Catecholamines, Plasma and Urine

Other names: Adrenaline (Epinephrine); Free Urine Catecholamines; Dopamine; Noradrenaline (Norepinephrine)

Catecholamines are hormones, which are produced in the medulla region of the adrenal glands. The most common catecholamines include adrenaline, dopamine and noradrenaline; they are released into the bloodstream when the body is subjected to emotional or physical stress. The hormones help to stimulate nerve activity and encourage the release of glucose and fatty acids into the bloodstream, so that they can be used to generate energy. They also cause the pupils to dilate and the narrow air passages in the lungs to increase in size. Once the hormones have been used, they are broken down into inactive compounds.

Why is the test used?

The most common use of the test is to diagnose phaeochromocytomas (tumours which cause excessive amounts of adrenaline and noradrenaline to be produced).
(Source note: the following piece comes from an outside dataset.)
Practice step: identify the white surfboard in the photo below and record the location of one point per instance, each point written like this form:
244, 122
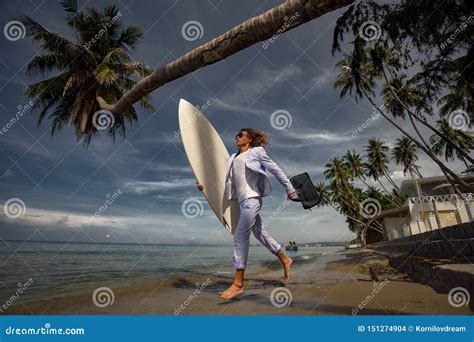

The test can also be used by doctors to monitor the efficacy of treatments in patients who have already been diagnosed with a tumour.

The test is usually ordered by doctors when a patient has symptoms of phaeochromocytomas; these include high blood pressure, headaches, rapid heart rate and excessive sweating. The test may also be used to monitor the condition of somebody who has a family history of phaeochromocytomas; it may also be ordered if a routine scan has discovered a tumour on the adrenal gland.

Doctors may also order the test when a patient has high blood pressure and their condition does not seem to be getting better with treatment.

How is the test performed?

In most cases, a 24 hour urine test is used for this test; however, a blood sample may also be tested. The sample is collected from a vein in the arm (usually on the inside of the elbow) and then bottled, labelled and sent away to the laboratory. It is important that you tell the nurse or doctor if you are taking any medication before you have the test. You may be asked to rest or lie down for a short period of time before the test is carried out.

What do the test results mean?

It is very common for the test to give a false positive result because the test is affected by many outside influences, including what the patient eats and drinks, their emotional state of mind, their general health and any medications they may be taking. Phaeochromocytomas are rare so the test often indicates high results, which are caused by other factors, rather than being symptomatic of a tumour. A doctor may order a number of tests when trying to diagnose a patient’s condition and they will consider the patient’s medical history, mental well-being, diet and lifestyle when evaluating their condition.

If levels of catecholamines are very high, this usually indicates a serious illness; however, it may also indicate that the individual is going through severe emotional stress and further tests will be required.

If levels of catecholamines are high in a patient who has previously been treated for phaeochromocytomas, this may indicate that the tumour has returned.

A number of different medications may affect the test results, so it is very important that the patient tells their doctor which medications they are taking before the test.